Tragic 1976 ax murders at Korean DMZ recalled
DEMILITARIZED ZONE, Korea — Much like today’s incoming officers, members of the U.S. Military Academy class of 1966 knew what they were getting into when they left West Point.
Arthur Bonifas and William McKinney each deployed to different units in Vietnam. They made it back, but 40 or so of their classmates did not, McKinney said Thursday.
The tragedies took their toll, but after a while they were no longer shocking.
"The numbness wore off, and then boom, 10 years later after Vietnam, out of the blue … it wasn’t supposed to happen after Vietnam," McKinney said.
On Aug. 18, 1976, ax-wielding North Korean soldiers murdered Capt. Bonifas and 1st Lt. Mark Barrett during a tree-trimming operation within the Demilitarized Zone.
On Thursday, McKinney, a retired colonel who now works as a contractor in the joint operations office at Yongsan Garrison, and others gathered to remember the two soldiers at the site of the attack.

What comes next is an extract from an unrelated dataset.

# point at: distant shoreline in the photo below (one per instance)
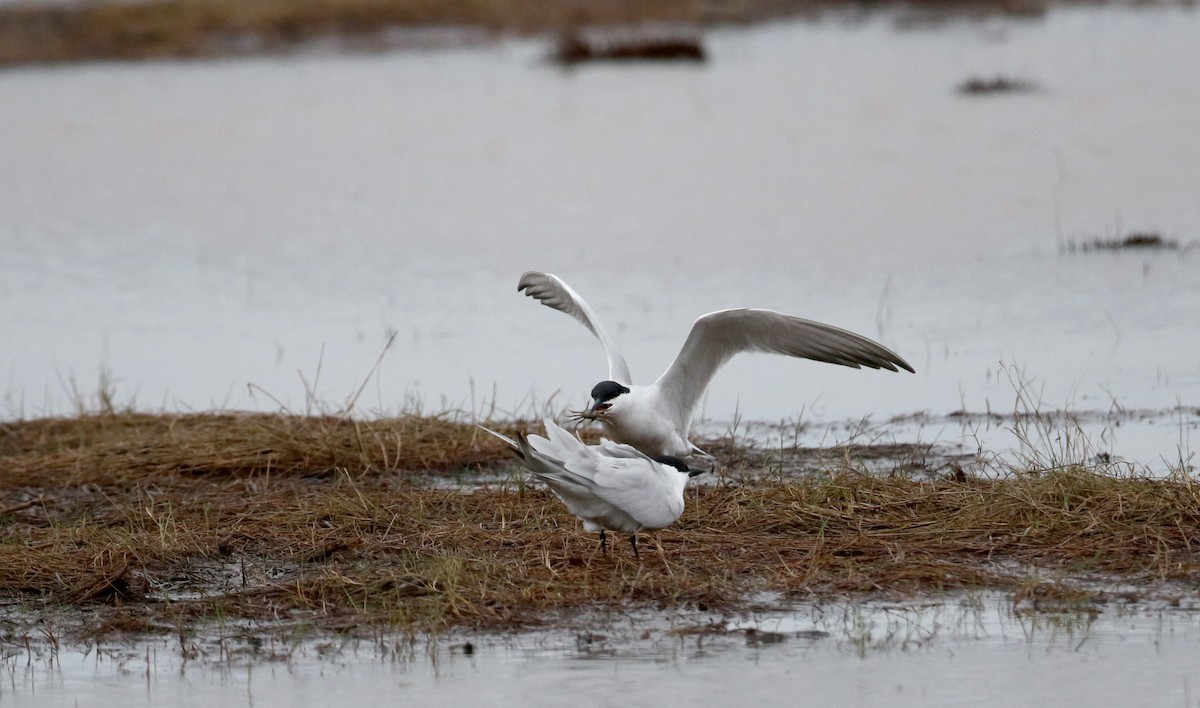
(58, 33)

"[Bonifas] was well known for his smile," McKinney said. "His smile was an outward showing of his whole friendly demeanor. He wasn’t a person who made enemies."
At about 11 a.m. on the day of the attack, an U.N. Commission work team and a 10-man security detail set out to trim a poplar tree that blocked the view between two checkpoints.
They were met by 30 North Korean soldiers, who attacked the soldiers for four minutes. Cameras captured parts of the attack.
Three days later, the United States and South Korea launched a mission to cut down the tree.
A combat platoon and South Korean special forces were on the ground; an aircraft carrier sat of the coast; and heavy air support flew above as the tree was chopped down.
Jung Byung-ho, who attended the ceremony Thursday, was a corporal at Checkpoint 3 when the North Koreans attacked.
They struck Jung near the backbone with an ax but he managed to carry Bonifas to an ambulance.
"It all happened very fast," Jung said through a translator. "Personally, I think the attack was planned ... but the only thing that popped in my head at the time was to get the injured soldiers off the site."
For his actions, Jung has a special place among the "Old Boys," a group of former soldiers at the Joint Security Area, some of whom come to the memorial regularly.
"It was a big event in my personal life," Jung said. "I won’t ever stop thinking about it."
Current U.N. Commission Security Battalion commander Lt. Col. John Rhodes doesn’t have a personal connection to Bonifas or Barrett beyond their shared duty, but he does know what it’s like to lose a comrade in battle.
"I think it’s important that we don’t forget any of their sacrifices, whether it’s here or Iraq," Rhodes said.